参加者は、AIが出した案を見ながら「それは違う」「ここを足したい」「この言い方なら伝わる」と直していきます。
このやり取りの中で、自分の経験が価値ある知識として見えるようになります。
講座で作る成果物
まち研AI講座では、難しいアプリをいきなり作るより、まず「残るもの」を作るのがよいと考えています。
たとえば、次のような成果物です。
| 成果物 | 何に使えるか |
|---|---|
| 活動紹介文 | 新しく関わる人への説明 |
| 引き継ぎメモ | 担当交代や次年度運営 |
| 地域のおすすめ整理 | まち歩き、観光、紹介 |
| よくある質問 | 参加者、来場者、協力者への案内 |
| イベント案内文 | チラシ、SNS、LINE配信 |
| 記録ノート | 活動の振り返りと次回改善 |
これらは、AIが作るものというより、人の経験をAIで整えるものです。
だから、参加者に高度なIT知識がなくても始められます。
意欲がある人だけを前提にしない
地域講座を考えるときに難しいのは、「自分の経験を次の人へ渡したい」という意欲を最初から強く持っている人ばかりではないことです。
むしろ、多くの人は、自分の経験に価値があると気づいていないかもしれません。
だから講座は、意欲のある人だけを集める場ではなく、自分の経験が誰かの役に立つと気づく場にしたい。
AIを触ることで、「自分がやってきたことは、ちゃんと残せる」「次の人に渡せる」と見えるようにする。

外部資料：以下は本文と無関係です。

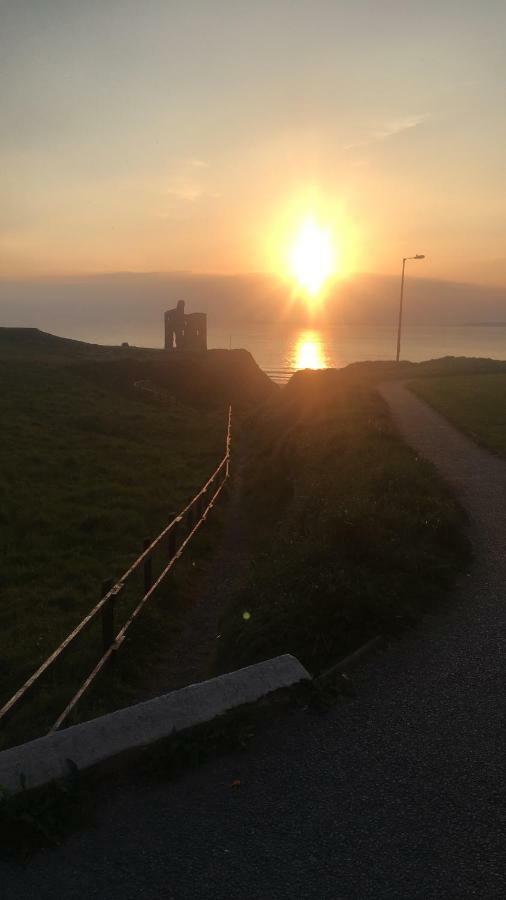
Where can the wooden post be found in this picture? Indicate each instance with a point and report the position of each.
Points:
(189, 520)
(172, 542)
(148, 567)
(107, 616)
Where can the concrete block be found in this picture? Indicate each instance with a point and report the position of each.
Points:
(89, 743)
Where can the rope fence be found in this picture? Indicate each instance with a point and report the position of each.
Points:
(185, 525)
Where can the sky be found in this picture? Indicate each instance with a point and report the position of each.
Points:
(193, 136)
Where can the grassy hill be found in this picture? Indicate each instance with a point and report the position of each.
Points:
(89, 467)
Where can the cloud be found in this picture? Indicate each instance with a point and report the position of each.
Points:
(389, 129)
(396, 126)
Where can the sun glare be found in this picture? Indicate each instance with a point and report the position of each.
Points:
(308, 352)
(312, 257)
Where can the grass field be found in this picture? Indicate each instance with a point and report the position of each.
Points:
(86, 473)
(355, 534)
(474, 403)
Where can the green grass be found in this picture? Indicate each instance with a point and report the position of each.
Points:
(474, 403)
(86, 473)
(355, 535)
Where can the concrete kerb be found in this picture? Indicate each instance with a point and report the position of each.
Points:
(349, 662)
(89, 744)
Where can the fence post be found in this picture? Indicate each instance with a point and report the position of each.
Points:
(148, 567)
(190, 520)
(172, 542)
(107, 615)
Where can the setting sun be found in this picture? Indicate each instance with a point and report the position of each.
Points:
(309, 352)
(312, 256)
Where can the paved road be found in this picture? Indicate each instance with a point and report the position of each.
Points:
(397, 793)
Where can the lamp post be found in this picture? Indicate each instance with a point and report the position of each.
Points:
(418, 256)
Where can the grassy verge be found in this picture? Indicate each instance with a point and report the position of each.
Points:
(474, 403)
(355, 534)
(86, 473)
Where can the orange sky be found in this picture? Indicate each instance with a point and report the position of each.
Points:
(151, 138)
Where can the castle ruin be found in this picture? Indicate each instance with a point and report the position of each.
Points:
(185, 331)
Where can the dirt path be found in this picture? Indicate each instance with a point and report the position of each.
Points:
(396, 794)
(477, 476)
(190, 660)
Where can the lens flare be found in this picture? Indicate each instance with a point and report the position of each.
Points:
(312, 257)
(309, 352)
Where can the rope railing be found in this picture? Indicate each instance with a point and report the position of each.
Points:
(195, 512)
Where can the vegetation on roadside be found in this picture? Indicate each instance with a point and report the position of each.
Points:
(475, 403)
(354, 534)
(87, 471)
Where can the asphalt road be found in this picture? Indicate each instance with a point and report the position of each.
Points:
(399, 792)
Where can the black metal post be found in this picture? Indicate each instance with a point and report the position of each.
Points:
(107, 616)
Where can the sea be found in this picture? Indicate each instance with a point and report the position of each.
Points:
(281, 351)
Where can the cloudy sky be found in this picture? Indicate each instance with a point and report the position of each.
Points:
(168, 136)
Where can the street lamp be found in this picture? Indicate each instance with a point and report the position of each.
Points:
(418, 256)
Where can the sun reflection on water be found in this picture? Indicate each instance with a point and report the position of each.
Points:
(309, 351)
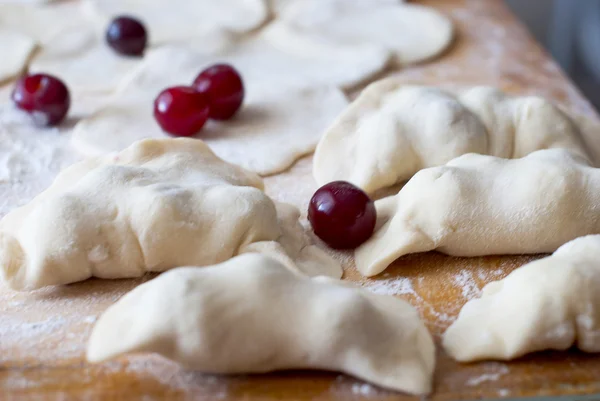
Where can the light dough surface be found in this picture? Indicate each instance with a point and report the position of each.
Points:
(86, 64)
(393, 130)
(16, 49)
(276, 125)
(158, 204)
(223, 319)
(552, 303)
(409, 32)
(482, 205)
(169, 21)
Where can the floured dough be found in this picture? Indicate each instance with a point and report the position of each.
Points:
(251, 315)
(39, 22)
(393, 130)
(552, 303)
(15, 49)
(258, 61)
(410, 32)
(275, 126)
(158, 204)
(85, 63)
(182, 20)
(482, 205)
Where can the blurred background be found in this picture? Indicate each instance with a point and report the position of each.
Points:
(570, 31)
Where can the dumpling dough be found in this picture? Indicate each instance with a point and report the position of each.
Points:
(39, 22)
(276, 125)
(393, 130)
(482, 205)
(278, 7)
(169, 21)
(251, 315)
(85, 63)
(409, 32)
(552, 303)
(158, 204)
(16, 49)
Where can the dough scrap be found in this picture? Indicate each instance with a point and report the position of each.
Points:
(85, 63)
(276, 125)
(393, 130)
(39, 22)
(16, 49)
(182, 21)
(409, 32)
(482, 205)
(552, 303)
(158, 204)
(223, 319)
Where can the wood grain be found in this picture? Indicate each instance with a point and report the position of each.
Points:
(41, 357)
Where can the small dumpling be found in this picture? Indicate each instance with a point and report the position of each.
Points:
(252, 315)
(393, 130)
(482, 205)
(158, 204)
(182, 20)
(552, 303)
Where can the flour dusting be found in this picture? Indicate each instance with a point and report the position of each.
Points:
(488, 377)
(390, 286)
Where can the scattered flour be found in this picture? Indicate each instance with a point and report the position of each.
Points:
(469, 287)
(390, 286)
(363, 389)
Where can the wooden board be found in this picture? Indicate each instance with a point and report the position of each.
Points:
(43, 334)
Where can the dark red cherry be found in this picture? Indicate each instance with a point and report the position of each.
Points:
(224, 87)
(43, 96)
(181, 110)
(127, 36)
(342, 215)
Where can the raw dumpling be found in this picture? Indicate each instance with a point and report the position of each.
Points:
(276, 125)
(251, 315)
(552, 303)
(393, 130)
(85, 63)
(483, 205)
(169, 21)
(158, 204)
(16, 49)
(409, 32)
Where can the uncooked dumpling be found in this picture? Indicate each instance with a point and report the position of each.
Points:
(251, 315)
(85, 63)
(15, 49)
(552, 303)
(393, 130)
(158, 204)
(169, 21)
(276, 125)
(482, 205)
(410, 32)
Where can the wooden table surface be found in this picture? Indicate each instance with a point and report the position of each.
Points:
(43, 334)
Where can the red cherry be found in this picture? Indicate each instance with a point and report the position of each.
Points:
(181, 110)
(342, 215)
(225, 89)
(127, 36)
(43, 96)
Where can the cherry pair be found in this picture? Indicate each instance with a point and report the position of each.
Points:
(217, 93)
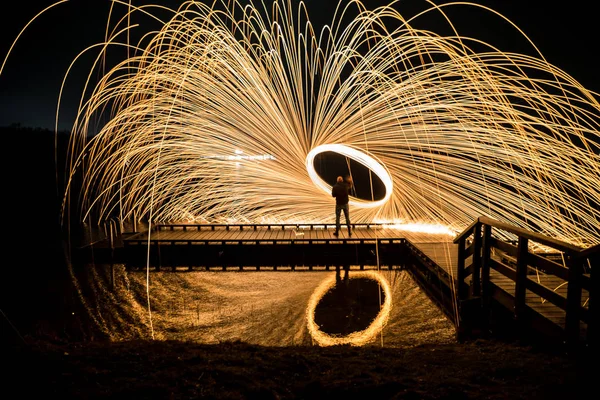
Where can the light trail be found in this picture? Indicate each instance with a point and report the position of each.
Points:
(462, 128)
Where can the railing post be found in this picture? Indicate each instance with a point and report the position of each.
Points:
(477, 260)
(460, 270)
(520, 281)
(572, 316)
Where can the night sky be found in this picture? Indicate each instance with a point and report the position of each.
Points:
(29, 85)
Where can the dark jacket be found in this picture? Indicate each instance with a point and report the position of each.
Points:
(340, 191)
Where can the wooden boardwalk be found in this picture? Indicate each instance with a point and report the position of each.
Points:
(259, 234)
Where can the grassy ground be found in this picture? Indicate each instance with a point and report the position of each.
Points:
(177, 370)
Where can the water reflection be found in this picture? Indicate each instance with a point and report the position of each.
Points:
(351, 305)
(265, 308)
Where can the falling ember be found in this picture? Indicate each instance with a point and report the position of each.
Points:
(461, 128)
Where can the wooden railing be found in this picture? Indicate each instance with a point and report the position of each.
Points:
(478, 243)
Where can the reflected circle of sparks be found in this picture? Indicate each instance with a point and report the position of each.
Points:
(358, 156)
(355, 338)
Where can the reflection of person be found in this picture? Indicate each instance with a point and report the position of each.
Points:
(340, 191)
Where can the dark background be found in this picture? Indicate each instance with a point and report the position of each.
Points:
(565, 32)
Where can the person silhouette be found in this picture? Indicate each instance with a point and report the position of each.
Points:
(341, 192)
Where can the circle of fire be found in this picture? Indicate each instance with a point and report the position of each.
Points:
(355, 338)
(356, 155)
(210, 118)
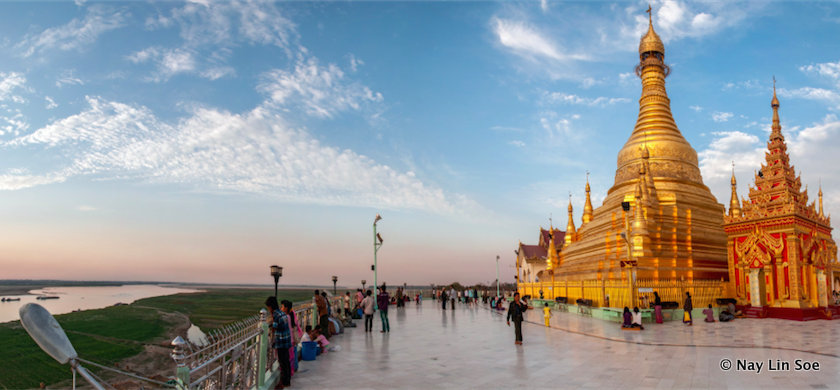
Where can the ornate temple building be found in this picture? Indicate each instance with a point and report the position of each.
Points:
(782, 259)
(531, 259)
(661, 229)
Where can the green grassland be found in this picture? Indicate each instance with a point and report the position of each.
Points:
(215, 308)
(112, 334)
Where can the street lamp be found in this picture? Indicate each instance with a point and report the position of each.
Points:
(497, 275)
(276, 272)
(377, 243)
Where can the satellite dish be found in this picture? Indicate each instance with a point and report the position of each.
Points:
(45, 330)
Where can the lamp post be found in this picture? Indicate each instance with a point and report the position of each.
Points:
(497, 275)
(276, 272)
(377, 243)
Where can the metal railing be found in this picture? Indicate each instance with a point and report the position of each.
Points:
(236, 356)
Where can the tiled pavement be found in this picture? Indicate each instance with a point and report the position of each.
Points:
(470, 347)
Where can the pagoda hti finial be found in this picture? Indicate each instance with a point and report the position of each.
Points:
(819, 194)
(734, 203)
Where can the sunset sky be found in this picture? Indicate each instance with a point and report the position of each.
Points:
(205, 141)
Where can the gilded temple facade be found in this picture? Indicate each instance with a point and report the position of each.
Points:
(782, 258)
(659, 227)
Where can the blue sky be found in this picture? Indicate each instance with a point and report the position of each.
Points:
(204, 141)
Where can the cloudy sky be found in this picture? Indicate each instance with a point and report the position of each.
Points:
(204, 141)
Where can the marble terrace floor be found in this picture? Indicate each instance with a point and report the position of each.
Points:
(471, 347)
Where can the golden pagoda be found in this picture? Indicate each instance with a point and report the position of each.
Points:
(782, 258)
(659, 227)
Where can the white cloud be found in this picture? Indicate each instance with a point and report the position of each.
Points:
(320, 90)
(721, 116)
(256, 151)
(11, 84)
(50, 103)
(68, 77)
(560, 97)
(76, 34)
(527, 42)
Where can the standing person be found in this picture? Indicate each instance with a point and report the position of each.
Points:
(347, 305)
(515, 311)
(286, 307)
(657, 307)
(687, 306)
(282, 340)
(368, 308)
(383, 299)
(323, 313)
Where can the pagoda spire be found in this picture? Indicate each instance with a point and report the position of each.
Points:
(570, 228)
(776, 128)
(819, 194)
(734, 203)
(587, 206)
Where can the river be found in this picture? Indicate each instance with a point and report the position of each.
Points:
(84, 298)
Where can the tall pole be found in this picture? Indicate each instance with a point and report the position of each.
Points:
(497, 275)
(377, 242)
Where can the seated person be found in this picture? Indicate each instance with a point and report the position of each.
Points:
(306, 336)
(628, 318)
(637, 319)
(710, 314)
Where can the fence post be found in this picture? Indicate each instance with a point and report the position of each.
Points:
(182, 372)
(261, 360)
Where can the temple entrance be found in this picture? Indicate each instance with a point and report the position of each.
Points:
(758, 288)
(822, 287)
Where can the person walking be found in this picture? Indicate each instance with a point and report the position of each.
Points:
(347, 305)
(657, 307)
(323, 313)
(515, 311)
(687, 306)
(282, 340)
(384, 300)
(368, 308)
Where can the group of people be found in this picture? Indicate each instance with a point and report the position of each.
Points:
(634, 319)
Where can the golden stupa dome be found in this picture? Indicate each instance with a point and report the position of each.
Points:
(651, 41)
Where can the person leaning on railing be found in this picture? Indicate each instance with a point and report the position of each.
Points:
(282, 340)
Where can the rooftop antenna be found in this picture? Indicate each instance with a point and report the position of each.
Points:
(47, 333)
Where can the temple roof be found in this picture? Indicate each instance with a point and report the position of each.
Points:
(533, 251)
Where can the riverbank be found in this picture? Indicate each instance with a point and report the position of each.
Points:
(132, 337)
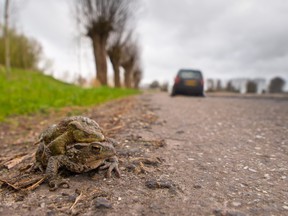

この感覚が生まれると、AI講座は単なる操作説明ではなくなります。
紹介者にも伝わる講座にする
もう一つ大事なのは、本人だけでなく、紹介者にも伝わることです。
たとえば、家族、職場の人、地域団体の人、行政や大学の関係者が「あの人に勧めたい」と思える必要があります。
本人向けには、こう伝えるのが自然です。
諫早でやってきたことを、ちゃんと残るものにする。
紹介者向けには、こう伝える方が伝わりやすいかもしれません。
諫早の「知っている人しか知らない知恵」を、AIで次の人に渡せる形にする。
この二つは、同じ講座を別の角度から説明しています。
まち研でやる意味
諫早には、地域の活動、商い、学び、暮らしの中に、まだ言葉になっていない知恵がたくさんあります。
それを大きなスローガンでまとめるのではなく、一人ひとりの経験から小さく記録していく。
AIは、そのための道具として使えます。
講座のゴールは、AIに詳しくなることだけではありません。
自分の経験を言葉にし、記録にし、次の人へ渡せる形にすること。
まち研のAI講座は、そういう実践の場として作っていきたいと考えています。